Showing posts with label eating disorders. Show all posts
Showing posts with label eating disorders. Show all posts

Sunday, January 19, 2014

why I hate food...

Few things make me happier than cooking good food or going out somewhere nice to eat with friends. However, once I have to actually eat the food, I'm not so happy.

Food makes me feel sick.

No matter what it is, I end up feeling nauseous after I eat. Drinking juices and water isn't as bad, but food and heavier drinks (like milk) leave me queasy. I've tried cutting things out of my diet to see if there are allergies at work, and so far nothing has made a difference.

Perhaps it's the stress manifesting itself in a different form. Wouldn't surprise me.

Saturday, June 1, 2013

destruction...

What is it about us that makes us so violent?
Not in an every-single-person-in-the-world-is-going-to-buy-a-gun-and-kill-innocent-people kind of way, but in an oh-my-gosh-I-suck
kind of way.

Imagine. Imagine
every
single
mean,
cruel
lie you have ever told yourself as a
fist slamming against your soul.

Ouch.

I am not a violent person. I cried when I hit a bird while driving, and I cried harder when I saw a mother hit her little boy at the zoo. I can't kill spiders, both out of fear and out of sorrow for crushing them. I can't tell someone how I think because I'm afraid I'll hurt the person's feelings. I don't like conflict of any kind -- yet conflict has entrenched itself in my brain.

My soul is black and blue with lies.

Black and blue, splotched and scarred. A jumbled residue of impact over a decade.

It began one morning when I looked in the mirror and became aware of myself as flawed -- as imperfect. No longer the little angel who thought only about ponies and princes and puffy ball gowns. No longer daddy's princess and mommy's little helper.
It began one morning and it

never.


stopped.

I would say that mirrors are the culprit -- with no mirror, no reason to pick things apart. But it's
more than a mirror.

It's the mind.

The mind recognizing self as lesser,
seeing pictures and programs of better, of ideal.
Of perfect.

The mind believing those things -- believing the lies and accepting them as fact. The mind punching and smacking and hurting
the soul in which it resides.


The soul is strong -- so is the mind.
Battered, battered souls and shattered, shattered minds -- why?

Why are we so destructive? Why do we kill and kill what we are in favor of what we think we should be? Because think we should be may never be who we are -- or who we are meant to be.


Sunday, May 26, 2013

the me I was...

After a couple of hours spent trying to sleep, I've given up for the moment.

I keep thinking about who I used to be a few years (or even months) ago. In a lot of ways, I'm haunted by the image of the old me and wish desperately to go back to who that girl is. And at the same time, I'm just as disturbed by the pain I feel when I see all of the changes in my life.

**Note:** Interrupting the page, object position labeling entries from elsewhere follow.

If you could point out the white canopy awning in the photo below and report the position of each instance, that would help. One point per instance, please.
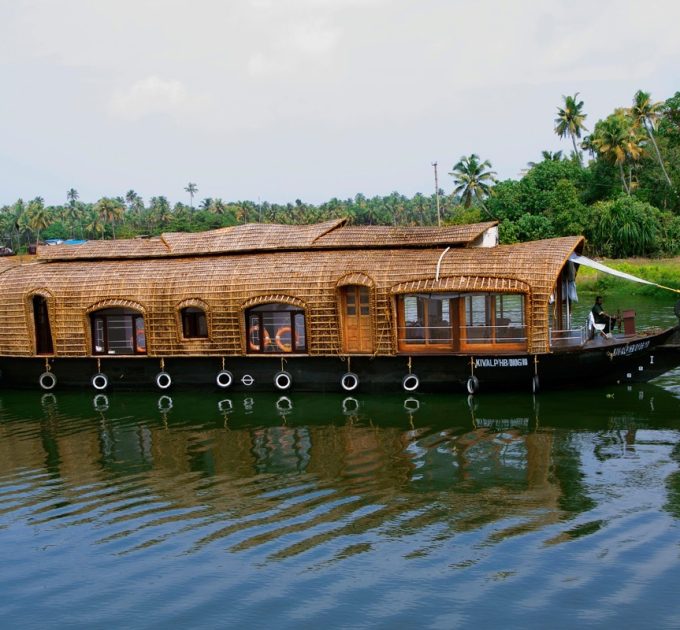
(582, 260)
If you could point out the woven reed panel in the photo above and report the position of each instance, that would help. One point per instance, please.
(383, 236)
(260, 237)
(159, 287)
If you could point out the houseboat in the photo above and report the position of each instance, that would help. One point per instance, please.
(325, 307)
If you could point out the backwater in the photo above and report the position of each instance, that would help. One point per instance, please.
(142, 510)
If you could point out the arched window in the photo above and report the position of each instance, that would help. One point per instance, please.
(118, 331)
(276, 328)
(194, 323)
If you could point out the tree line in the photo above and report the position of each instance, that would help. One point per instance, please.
(619, 186)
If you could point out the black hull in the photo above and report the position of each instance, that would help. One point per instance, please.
(638, 359)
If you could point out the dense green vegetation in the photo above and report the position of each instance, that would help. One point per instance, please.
(662, 271)
(625, 198)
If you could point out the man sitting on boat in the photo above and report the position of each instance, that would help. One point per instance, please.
(601, 317)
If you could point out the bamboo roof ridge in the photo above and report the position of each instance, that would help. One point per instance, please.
(260, 237)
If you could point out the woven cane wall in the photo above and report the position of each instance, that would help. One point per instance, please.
(228, 283)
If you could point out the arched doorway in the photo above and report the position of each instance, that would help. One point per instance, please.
(41, 322)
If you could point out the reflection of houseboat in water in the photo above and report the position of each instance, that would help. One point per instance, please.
(325, 307)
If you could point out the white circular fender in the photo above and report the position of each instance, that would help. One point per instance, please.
(349, 381)
(283, 380)
(100, 381)
(224, 379)
(47, 381)
(410, 382)
(163, 380)
(472, 385)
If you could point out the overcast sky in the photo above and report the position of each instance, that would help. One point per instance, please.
(312, 99)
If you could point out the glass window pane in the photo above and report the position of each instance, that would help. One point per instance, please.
(300, 339)
(140, 335)
(413, 318)
(99, 340)
(119, 329)
(478, 316)
(438, 323)
(510, 319)
(202, 325)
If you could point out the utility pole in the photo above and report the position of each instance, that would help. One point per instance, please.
(436, 192)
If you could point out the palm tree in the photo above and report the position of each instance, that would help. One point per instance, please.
(110, 211)
(160, 210)
(192, 189)
(645, 113)
(472, 180)
(72, 196)
(617, 140)
(570, 119)
(37, 217)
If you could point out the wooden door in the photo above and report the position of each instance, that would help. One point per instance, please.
(41, 320)
(357, 319)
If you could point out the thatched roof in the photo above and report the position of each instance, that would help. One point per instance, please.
(159, 285)
(261, 237)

The changes have been for good. I no longer starve myself. I no longer do a lot of things that were really quite bad for me. Yet I'm dissatisfied.

I look at myself in the mirror with contempt. I despise what I see -- the thickened waistline, the fuller hips and breasts, the presence of more me everywhere. I hate that.

I feel like I've completely lost control -- I can't go without eating anymore. I get so sick when I don't, most likely because of the years I spent keeping myself to under 1,000 calories per day, if I made it even close to that. I see pictures of myself from just last year and compare them to how I look now, and I want to cry.

I want to cry because I'm "not skinny."

How stupid is that? How ridiculous is it that I berate myself for every thing I put inside my mouth? Even as my brain says that I need to eat, and that eating is good for me, my brain also screams to stop because I'm FAT.

My diet isn't bad. I eat a lot of good foods, and I go for walks several times a day. That's about all I can do right now, as my body still gets worn out very quickly. I'm not complaining -- there have been times when all I could do was lie in bed and pray that the pain would go away. Walking is a joy. The pain I experience after a long walk is worth it, because I'm walking. And not a slow stroll walk either, but actually walking to have some sort of activity in my life.

Despite it all, my pants still get tighter. My shirts aren't baggy. There is more of me than there has been in years, and I have to force myself out of a panic when I feel myself starting to get hungry (also a new development -- in the past five years, I forgot how to feel hungry). I have to make myself be calm and remind my brain that if I don't eat, I'll get sicker.

I miss the old me. I know it's stupid. I know it's wrong. I know that weight isn't the important thing.

But I don't believe it. And I wish that I could go back.